Liebe Leser des ENGELmagazins, liebe Engel-Fans,
kannst du einfach mal still sein, nichts tun und das auch noch genießen?
Wir brauchen Ablenkung, ständig. Wir tun alles, um uns selbst aus dem Weg zu gehen. Manche schalten, wenn sie nach Hause kommen, sofort den Fernseher oder das Radio an, weil es ihnen sonst zu leise ist, weil vielleicht gerade niemand da ist, der mit ihnen spricht. Ertappst du dich selbst?

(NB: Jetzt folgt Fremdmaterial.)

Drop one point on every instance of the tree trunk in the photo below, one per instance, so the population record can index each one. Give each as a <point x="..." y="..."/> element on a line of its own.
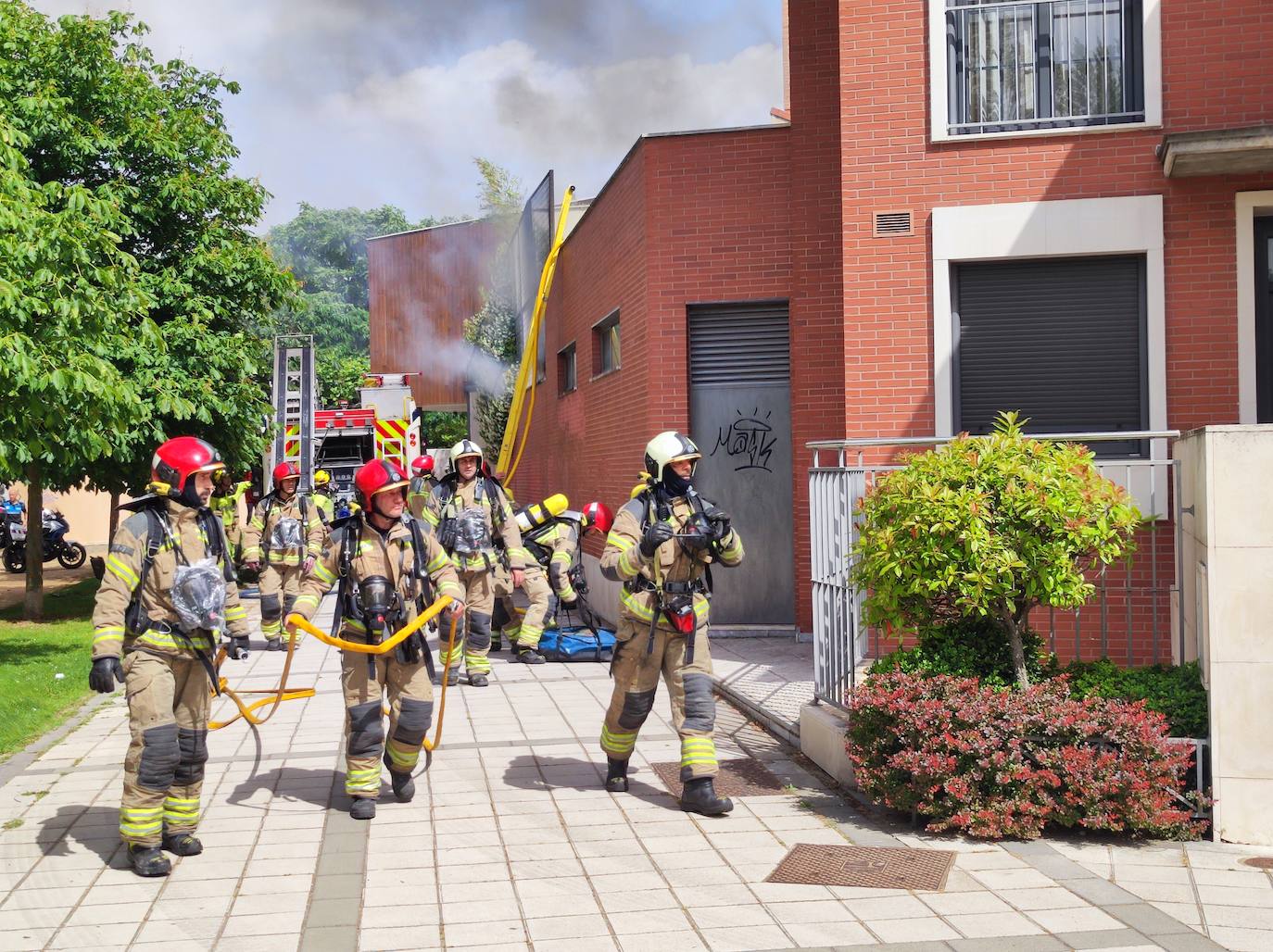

Wenn du dich mit einer Freundin im Café verabredest und du bist früher da als sie, greifst du – kaum, dass du an einem Tisch Platz genommen hast – sofort zu deinem Handy und spielst damit herum. Wir haben endlich einen Tag frei – so richtig frei, nichts steht im Kalender, kein Familienbesuch, kein Hausputz. Wir freuen uns auf diesen Tag, endlich mal durchatmen – aber spätestens drei Tage vorher werden wir unruhig: Was könnten wir an diesem Tag unternehmen, wen treffen, was erledigen?
Ja, einfach mal NICHTS! Doch so einfach ist das eben nicht. Es ist sogar eine der schwersten Übungen. Einerseits sehnen wir uns, wenn der Alltag hektisch und stressig ist, nach Oasen der Ruhe, danach, eben einfach mal nichts tun und erledigen zu müssen. Andererseits macht uns genau das Angst, wenn wir Gelegenheit dazu hätten. Das ist auch der Grund, warum Meditieren so schwer ist: Weil unser Geist sich krampfhaft mit etwas beschäftigt und uns keine Denkpause gönnen möchte. Deshalb verordnet uns die buddhistische Nonne Kankyo Tannier mit ihrem Buch eine Kur der Stille für ein leichteres Leben.
Doch wovor genau haben wir Angst? Vor dieser Leere, die sich unkontrolliert mit unseren Gefühlen füllen könnte. Dass wir uns selbst nicht ertragen könnten. Genau da ertappe ich jetzt auch mich: Kontrollverlust ist meine größte Angst. Also lieber schön alles durchplanen – auch wenn ich darunter leide, total durchgetaktet zu sein. Doch lieber das als das Gefühl, mich im freien Fall zu befinden. Dabei würde ich so gerne endlich fliegen lernen.